Yıllarca yan yana top oynadığı futbolcu arkadaşı, yıllarca birlikte düdük çaldığı hakem arkadaşı, yıllarca birlikte çalıştığı meslektaşları, dahası hısmı–akrabası bir insandan bu denli nefret duyar mı? Bilsem ki, üstlerime, siz değerli okuyuculara saygısızlık olmayacak, her hafta 'bir Toroğlu portresi' ile karşınıza çıkarım...
Çünkü bugün o denli büyük bir malzemeye sahibim. Hem de ne malzemeye! Adeta maden bulmuş gibiyim...

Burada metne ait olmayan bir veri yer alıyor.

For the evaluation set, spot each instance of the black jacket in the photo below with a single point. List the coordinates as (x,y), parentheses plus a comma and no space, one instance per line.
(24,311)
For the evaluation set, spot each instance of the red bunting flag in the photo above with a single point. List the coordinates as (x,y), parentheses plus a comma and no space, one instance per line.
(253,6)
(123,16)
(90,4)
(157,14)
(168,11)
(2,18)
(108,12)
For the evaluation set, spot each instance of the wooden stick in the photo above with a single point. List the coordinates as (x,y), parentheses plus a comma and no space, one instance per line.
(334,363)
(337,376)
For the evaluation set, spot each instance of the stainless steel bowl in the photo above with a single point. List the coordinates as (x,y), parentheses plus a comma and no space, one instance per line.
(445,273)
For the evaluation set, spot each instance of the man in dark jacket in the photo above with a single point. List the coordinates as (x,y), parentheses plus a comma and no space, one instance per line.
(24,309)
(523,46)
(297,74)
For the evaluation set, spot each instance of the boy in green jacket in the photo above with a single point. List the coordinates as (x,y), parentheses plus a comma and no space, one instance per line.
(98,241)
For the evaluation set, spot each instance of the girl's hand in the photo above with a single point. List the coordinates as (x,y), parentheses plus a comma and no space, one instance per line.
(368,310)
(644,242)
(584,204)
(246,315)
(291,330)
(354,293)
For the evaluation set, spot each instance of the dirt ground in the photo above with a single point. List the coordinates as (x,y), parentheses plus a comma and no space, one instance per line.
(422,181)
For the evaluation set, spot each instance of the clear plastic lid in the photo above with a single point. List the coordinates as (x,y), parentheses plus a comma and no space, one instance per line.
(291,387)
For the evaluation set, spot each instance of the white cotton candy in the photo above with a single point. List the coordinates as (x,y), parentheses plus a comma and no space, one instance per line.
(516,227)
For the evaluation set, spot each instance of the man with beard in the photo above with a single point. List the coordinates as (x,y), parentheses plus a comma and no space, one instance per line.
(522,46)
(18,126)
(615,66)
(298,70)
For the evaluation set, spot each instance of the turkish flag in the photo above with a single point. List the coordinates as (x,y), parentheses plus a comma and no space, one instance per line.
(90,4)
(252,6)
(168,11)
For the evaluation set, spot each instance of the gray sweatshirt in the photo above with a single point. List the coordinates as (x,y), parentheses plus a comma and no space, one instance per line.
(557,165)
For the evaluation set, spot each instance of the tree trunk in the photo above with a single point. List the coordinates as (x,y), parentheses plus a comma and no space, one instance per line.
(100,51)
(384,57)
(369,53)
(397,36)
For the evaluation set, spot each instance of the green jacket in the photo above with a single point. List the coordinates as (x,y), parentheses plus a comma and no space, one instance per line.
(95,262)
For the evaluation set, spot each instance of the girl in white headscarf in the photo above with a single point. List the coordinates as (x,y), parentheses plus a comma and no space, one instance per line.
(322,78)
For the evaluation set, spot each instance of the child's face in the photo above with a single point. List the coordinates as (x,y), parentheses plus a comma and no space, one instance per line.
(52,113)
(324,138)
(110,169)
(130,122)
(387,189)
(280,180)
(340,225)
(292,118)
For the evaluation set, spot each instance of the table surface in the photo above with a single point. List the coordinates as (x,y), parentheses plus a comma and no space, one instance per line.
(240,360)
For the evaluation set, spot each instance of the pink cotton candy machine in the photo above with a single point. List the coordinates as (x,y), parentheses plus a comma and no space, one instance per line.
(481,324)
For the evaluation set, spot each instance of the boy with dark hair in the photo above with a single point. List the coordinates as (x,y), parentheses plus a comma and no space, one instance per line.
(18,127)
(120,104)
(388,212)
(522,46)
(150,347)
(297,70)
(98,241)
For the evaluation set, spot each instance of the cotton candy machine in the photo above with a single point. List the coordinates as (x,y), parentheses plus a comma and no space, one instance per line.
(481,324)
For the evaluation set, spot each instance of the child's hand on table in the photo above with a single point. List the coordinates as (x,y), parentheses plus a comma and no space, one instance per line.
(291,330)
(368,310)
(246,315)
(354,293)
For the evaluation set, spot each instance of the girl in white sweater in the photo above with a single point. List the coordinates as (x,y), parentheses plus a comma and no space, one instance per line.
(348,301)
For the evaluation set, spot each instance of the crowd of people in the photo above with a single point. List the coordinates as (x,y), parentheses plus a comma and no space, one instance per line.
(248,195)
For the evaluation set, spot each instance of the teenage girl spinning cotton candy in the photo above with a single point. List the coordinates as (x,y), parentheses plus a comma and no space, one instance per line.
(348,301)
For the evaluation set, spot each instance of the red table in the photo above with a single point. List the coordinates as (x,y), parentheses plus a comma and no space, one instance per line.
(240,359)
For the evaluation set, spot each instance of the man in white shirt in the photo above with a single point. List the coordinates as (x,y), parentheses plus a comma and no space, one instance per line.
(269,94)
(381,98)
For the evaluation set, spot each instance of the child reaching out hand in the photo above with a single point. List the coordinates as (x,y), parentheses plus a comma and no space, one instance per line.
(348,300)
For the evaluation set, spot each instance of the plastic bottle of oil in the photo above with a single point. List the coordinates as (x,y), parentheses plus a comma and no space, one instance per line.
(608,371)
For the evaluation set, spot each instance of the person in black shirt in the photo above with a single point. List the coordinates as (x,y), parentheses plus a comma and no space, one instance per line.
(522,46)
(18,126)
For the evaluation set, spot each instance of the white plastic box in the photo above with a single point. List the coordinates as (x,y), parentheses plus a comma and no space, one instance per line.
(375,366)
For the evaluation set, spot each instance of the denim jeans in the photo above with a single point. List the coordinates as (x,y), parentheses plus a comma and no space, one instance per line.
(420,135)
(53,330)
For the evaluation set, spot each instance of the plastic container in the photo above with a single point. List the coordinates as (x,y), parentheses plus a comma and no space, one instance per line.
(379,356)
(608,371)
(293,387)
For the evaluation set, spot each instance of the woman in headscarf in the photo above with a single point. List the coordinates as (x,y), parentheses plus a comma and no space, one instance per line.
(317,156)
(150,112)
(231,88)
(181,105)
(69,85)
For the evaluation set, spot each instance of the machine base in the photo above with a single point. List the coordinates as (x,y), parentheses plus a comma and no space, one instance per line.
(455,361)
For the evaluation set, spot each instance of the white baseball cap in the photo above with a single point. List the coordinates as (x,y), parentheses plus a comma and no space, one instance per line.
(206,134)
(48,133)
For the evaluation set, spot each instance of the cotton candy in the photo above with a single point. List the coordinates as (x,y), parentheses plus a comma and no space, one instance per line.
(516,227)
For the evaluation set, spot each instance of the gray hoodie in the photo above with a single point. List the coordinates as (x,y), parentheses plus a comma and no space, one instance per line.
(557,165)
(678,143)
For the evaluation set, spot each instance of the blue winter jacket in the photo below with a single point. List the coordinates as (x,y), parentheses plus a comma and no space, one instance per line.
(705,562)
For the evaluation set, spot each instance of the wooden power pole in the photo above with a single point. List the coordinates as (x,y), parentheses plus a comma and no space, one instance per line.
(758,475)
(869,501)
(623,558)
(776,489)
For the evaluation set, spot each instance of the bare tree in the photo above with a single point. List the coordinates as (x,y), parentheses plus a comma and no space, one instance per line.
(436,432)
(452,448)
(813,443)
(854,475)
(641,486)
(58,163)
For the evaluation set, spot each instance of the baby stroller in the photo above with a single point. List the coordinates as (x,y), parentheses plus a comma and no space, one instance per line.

Haberler 'büyük babalardan'. Belli ki onlar da yıllarca Digitürk'e ve özellikle Şansal Abi'ye olan saygıdan ses çıkarmamış, hep içlerine atmışlar!

Yazılacak çok şey var onun için...
Mesela; iki hafta önce ekrana çıkıp tüm Türkiye'yi "Federasyon başkanı beni Lig TV'den kovdurmak için Digitürk'ün genel müdürüne kendi ıslak imzasıyla yazı gönderdi" diyerek inandıran "Vay be" dedirten Erman Toroğlu'nun bahsettiği, elime geçmiş bulunan o 26 Ekim 2009 tarihli Özgener'in yazısını yayınlayarak ne kadar doğru (!) konuştuğunu gözler önüne serebilirim...

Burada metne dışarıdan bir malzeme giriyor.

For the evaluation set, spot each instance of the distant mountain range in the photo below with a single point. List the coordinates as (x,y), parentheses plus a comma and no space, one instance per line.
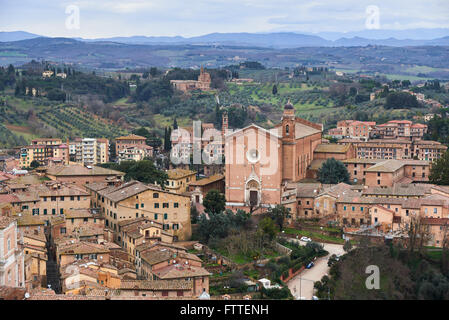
(269,40)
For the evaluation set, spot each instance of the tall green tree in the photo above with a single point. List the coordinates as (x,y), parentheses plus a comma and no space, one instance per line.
(332,172)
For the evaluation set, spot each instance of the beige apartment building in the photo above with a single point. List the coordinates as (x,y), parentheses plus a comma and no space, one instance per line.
(134,200)
(396,149)
(179,179)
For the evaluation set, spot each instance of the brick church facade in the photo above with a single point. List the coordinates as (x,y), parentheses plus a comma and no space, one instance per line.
(260,161)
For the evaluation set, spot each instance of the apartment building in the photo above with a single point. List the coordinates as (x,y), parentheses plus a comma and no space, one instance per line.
(380,172)
(132,140)
(179,179)
(396,149)
(170,263)
(312,200)
(47,200)
(135,153)
(134,200)
(12,271)
(89,151)
(353,129)
(140,231)
(393,216)
(81,175)
(400,129)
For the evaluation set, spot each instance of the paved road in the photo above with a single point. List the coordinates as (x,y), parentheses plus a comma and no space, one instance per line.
(302,284)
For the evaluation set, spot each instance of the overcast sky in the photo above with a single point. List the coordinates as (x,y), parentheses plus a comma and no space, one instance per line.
(107,18)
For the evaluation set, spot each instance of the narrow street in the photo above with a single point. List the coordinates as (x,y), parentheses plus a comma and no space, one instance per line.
(302,284)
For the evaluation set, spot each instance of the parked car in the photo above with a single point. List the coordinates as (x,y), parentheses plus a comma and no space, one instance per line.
(306,239)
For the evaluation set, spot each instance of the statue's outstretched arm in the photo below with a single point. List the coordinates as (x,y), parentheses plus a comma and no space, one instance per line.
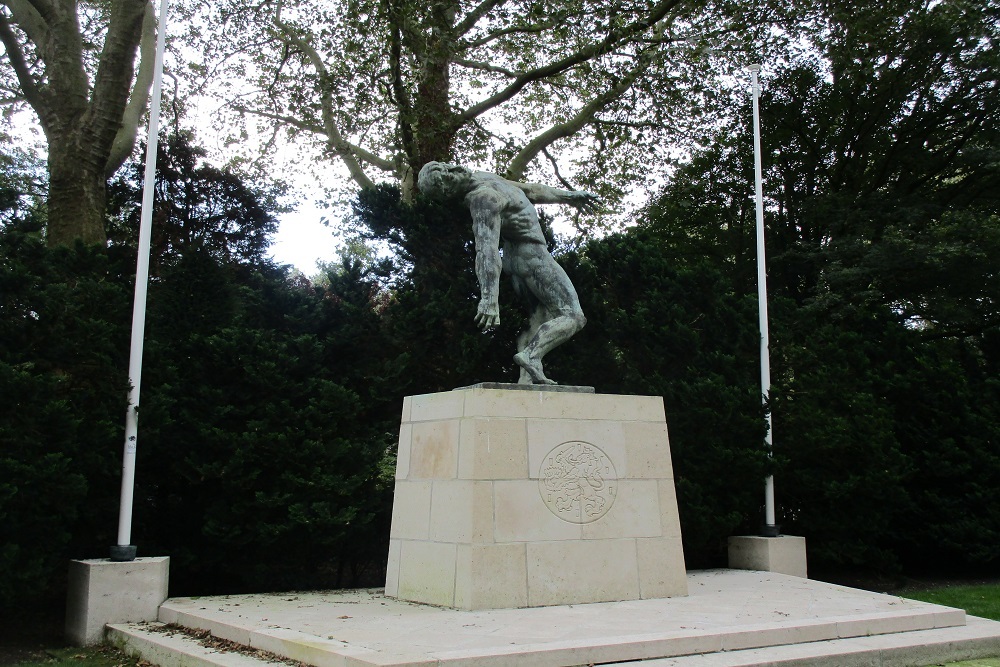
(485,209)
(543,194)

Mesela, yıllardır ekranlardan futbol dünyasına ahlak dersi veren dürüstlük– temizlik abidesi (!) Toroğlu'nun futbolculuk yıllarında, bazı 'özel' maçlardan sonra (!) soyunma odasının duşunun altında takım arkadaşlarına "Arkadaşlar ben fasulyelerimi peşin isterim ha!" diye seslenerek ne kadar temiz olduğunu bazı takım arkadaşlarının ağzından kaleme alabilirim...

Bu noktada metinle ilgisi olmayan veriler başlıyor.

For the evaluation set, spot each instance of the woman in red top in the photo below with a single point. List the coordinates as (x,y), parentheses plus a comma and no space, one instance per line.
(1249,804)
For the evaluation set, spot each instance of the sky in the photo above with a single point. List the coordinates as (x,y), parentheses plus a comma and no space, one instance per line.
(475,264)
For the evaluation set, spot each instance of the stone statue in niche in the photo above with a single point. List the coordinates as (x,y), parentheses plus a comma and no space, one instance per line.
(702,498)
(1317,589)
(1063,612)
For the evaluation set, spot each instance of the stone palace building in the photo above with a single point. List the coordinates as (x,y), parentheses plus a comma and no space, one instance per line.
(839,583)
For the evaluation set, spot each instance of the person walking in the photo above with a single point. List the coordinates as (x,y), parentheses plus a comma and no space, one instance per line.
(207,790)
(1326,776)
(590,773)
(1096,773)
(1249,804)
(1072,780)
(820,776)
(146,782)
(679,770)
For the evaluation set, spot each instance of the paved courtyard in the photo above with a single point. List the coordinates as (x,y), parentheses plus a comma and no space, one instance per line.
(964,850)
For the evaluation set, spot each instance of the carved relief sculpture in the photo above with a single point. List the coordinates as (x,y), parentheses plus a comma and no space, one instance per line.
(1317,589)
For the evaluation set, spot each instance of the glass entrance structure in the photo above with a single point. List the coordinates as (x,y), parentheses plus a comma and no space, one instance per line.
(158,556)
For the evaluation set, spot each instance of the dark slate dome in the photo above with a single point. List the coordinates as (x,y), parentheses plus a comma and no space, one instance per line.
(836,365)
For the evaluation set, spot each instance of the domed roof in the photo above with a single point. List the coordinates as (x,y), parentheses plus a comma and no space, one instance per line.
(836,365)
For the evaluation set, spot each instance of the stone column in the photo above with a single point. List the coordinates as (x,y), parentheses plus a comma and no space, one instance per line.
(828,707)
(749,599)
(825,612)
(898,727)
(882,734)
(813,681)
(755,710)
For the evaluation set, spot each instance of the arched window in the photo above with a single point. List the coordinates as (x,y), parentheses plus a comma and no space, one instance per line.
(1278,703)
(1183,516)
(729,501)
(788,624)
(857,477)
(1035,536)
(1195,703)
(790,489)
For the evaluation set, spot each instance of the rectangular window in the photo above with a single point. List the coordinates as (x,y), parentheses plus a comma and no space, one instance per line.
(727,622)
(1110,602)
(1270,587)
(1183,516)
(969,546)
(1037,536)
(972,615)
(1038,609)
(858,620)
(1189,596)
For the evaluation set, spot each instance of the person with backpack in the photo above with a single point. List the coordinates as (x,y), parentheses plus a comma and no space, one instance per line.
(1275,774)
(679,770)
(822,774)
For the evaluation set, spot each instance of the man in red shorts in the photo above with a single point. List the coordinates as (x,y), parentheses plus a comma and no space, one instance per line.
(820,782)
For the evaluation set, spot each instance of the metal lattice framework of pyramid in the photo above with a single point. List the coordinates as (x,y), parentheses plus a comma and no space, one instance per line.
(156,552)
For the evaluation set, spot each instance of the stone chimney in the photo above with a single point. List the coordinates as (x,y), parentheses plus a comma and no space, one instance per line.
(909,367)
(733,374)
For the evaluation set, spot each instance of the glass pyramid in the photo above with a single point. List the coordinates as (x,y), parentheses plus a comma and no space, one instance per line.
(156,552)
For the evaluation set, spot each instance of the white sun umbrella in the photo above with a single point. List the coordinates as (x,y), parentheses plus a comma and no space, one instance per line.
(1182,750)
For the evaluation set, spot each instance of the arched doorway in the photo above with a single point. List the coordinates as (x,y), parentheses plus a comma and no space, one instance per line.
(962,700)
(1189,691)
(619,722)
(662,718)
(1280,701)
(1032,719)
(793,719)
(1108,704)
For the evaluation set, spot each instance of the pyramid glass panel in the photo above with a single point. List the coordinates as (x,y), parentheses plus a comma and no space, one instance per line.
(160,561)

Mesela; birlikte yıllarca düdük çalan mesai arkadaşlarının onunla ilgili ilginç hikâyelerini anlatabilirim...

Mesela, teknik direktör Yüksel Yeşilova'ya "Araya kimi soktun da Mersin'e hoca oldun?" diyen Toroğlu'nun şu dönemde 'ekransız kalmaması' için kimin onun için çaba harcadığından da bahsedebilirim...

Toroğlu'nun dediği gibi... "Her şey temiz futbol için..." Ama temiz futbol için önce temiz ve dürüst kalemlere ihtiyacımız var. Öyle değil mi?"